Nuisances sonores : décision du 19 décembre 2023 Cour d’appel de Versailles RG n° 23/00782

·

·

Nuisances sonores : décision du 19 décembre 2023 Cour d’appel de Versailles RG n° 23/00782
Je soutiens LegalPlanet avec 5 ⭐

COUR D’APPEL

DE

VERSAILLES

Code nac : 51A

1re chambre 2e section

ARRET N°

PAR DEFAUT

DU 19 DECEMBRE 2023

N° RG 23/00782 – N° Portalis DBV3-V-B7H-VVGJ

AFFAIRE :

S.A. HLM INTERPROFESSIONNELLE DE LA REGION PARISIENNE, SOCIETE ANONYME HLM INTERPROFESSIONNELLE DE LA REGION PARISIENNE

C/

M. [U] [L]

Décision déférée à la cour : Jugement rendu le 17 Novembre 2022 par le Juge des contentieux de la protection de Vanves

N° RG : 1122000399

Expéditions exécutoires

Expéditions

Copies

délivrées le : 19/12/23

à :

Me Ondine CARRO

RÉPUBLIQUE FRANÇAISE

AU NOM DU PEUPLE FRANÇAIS

LE DIX NEUF DECEMBRE DEUX MILLE VINGT TROIS,

La cour d’appel de Versailles a rendu l’arrêt suivant dans l’affaire entre :

S.A. HLM INTERPROFESSIONNELLE DE LA REGION PARISIENNE, SOCIETE ANONYME HLM INTERPROFESSIONNELLE DE LA REGION PARISIENNE

Ayant son siège

[Adresse 1]

[Localité 4]

prise en la personne de ses représentants légaux domiciliés en cette qualité audit siège

Représentant : Maître Ondine CARRO, Postulant, avocat au barreau de VERSAILLES, vestiaire : C212 – N° du dossier 14965

Représentant : Maître Karim BOUANANE de l’ASSOCIATION LEGITIA, Plaidant, avocat au barreau de PARIS, vestiaire : E1971 –

APPELANTE

****************

Monsieur [U] [L]

[Adresse 2],

[Localité 3]

Assigné à étude

INTIME DEFAILLANT

****************

Composition de la cour :

En application des dispositions de l’article 805 du code de procédure civile, l’affaire a été débattue à l’audience publique du 09 Novembre 2023 les avocats des parties ne s’y étant pas opposés, devant Madame Anne THIVELLIER, Conseillère chargée du rapport.

Ce magistrat a rendu compte des plaidoiries dans le délibéré de la cour, composée de :

Monsieur Philippe JAVELAS, Président,

Monsieur Jean-Yves PINOY, Conseiller,

Madame Anne THIVELLIER, Conseillère,

Greffier, lors des débats : Madame Françoise DUCAMIN,

EXPOSE DU LITIGE

Selon contrat en date du 26 juin 2015, la société Interprofessionnelle de la Région Parisienne a donné à bail à M. [L] un studio n°A44, sis [Adresse 2]).
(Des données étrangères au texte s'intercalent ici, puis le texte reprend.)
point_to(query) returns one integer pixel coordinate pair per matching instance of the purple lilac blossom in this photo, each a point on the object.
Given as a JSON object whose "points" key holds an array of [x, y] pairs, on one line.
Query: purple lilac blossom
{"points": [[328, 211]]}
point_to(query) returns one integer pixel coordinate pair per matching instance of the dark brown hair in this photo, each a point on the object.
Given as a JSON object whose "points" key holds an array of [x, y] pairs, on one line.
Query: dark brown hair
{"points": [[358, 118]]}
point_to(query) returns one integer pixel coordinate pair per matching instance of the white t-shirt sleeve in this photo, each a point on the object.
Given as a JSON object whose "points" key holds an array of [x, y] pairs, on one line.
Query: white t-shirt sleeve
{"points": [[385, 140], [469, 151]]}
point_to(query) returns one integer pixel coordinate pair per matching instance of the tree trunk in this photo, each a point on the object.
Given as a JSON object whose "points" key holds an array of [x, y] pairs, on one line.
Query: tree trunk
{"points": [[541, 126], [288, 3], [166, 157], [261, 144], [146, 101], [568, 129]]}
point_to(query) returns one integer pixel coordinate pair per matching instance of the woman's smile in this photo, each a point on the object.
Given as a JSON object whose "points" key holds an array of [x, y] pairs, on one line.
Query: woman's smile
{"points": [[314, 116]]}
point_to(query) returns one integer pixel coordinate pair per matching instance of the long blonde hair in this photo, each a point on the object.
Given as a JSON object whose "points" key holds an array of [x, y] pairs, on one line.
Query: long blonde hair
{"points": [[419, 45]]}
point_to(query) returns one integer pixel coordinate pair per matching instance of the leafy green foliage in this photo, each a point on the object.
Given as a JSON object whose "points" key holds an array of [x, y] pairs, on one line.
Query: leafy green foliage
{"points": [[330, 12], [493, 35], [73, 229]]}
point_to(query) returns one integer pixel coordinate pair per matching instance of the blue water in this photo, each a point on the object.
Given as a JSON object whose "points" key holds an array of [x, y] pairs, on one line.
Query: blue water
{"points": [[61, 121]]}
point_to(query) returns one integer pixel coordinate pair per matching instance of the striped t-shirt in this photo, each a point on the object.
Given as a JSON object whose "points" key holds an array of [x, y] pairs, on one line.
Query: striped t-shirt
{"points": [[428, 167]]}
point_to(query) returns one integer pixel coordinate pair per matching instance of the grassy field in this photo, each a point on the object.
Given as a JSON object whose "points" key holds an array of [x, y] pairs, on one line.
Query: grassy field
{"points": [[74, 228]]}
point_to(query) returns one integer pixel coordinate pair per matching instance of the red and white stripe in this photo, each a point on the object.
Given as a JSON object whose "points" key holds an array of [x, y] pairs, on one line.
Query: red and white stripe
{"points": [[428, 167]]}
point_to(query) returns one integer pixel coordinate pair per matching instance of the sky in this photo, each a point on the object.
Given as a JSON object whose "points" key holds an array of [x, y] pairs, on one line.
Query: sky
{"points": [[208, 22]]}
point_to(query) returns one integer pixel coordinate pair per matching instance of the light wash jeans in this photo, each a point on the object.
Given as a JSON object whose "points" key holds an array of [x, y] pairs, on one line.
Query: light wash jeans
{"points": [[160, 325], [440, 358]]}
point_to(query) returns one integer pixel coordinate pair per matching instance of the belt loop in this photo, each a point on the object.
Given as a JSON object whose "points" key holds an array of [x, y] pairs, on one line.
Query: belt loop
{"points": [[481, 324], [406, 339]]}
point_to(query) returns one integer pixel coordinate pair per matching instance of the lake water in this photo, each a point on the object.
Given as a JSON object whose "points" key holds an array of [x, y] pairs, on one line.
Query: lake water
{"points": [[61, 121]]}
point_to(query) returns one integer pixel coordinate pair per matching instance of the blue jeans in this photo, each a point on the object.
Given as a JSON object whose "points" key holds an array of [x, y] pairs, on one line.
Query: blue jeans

Par contrat en date du 6 février 2018, la société Interprofessionnelle de la Région Parisienne a consenti à M. [L] un bail sur un emplacement de stationnement n°153 (lot 5042) situé à la même adresse.

Par acte d’huissier de justice du 4 août 2022, la société Interprofessionnelle de la Région Parisienne a assigné M. [L] devant le juge des contentieux de la protection du tribunal de proximité de Vanves aux fins de voir :

– prononcer la résiliation judiciaire du bail aux torts exclusifs de M. [L],

– ordonner l’expulsion immédiate de M. [L] et de tous occupants de son chef avec l’assistance de la force publique et d’un serrurier s’il y a lieu, et ce sans le bénéfice du délai de deux mois prévu par l’article L 412-1 du code des procédures civiles d’exécution,

– ordonner le transport et la séquestration des meubles et objets mobiliers garnissant les lieux dans un garde-meuble qu’il désignera ou tel autre lieu au choix du bailleur et ce, en garantie de toutes sommes qui pourront être dues, aux frais risques et périls de M. [L],

– condamner M. [L] à lui payer des indemnités d’occupation dont les montants correspondront aux loyers actualisés, augmentés des charges, tels que M. [L] les réglait, et ce, à compter de la résiliation des baux jusqu’à parfaite libération des locaux par la remise des clés, un procès-verbal d’expulsion ou de reprise,

– condamner M. [L] à lui payer une somme de 800 euros par application de l’article 700 du code de procédure civile ainsi qu’aux entiers dépens.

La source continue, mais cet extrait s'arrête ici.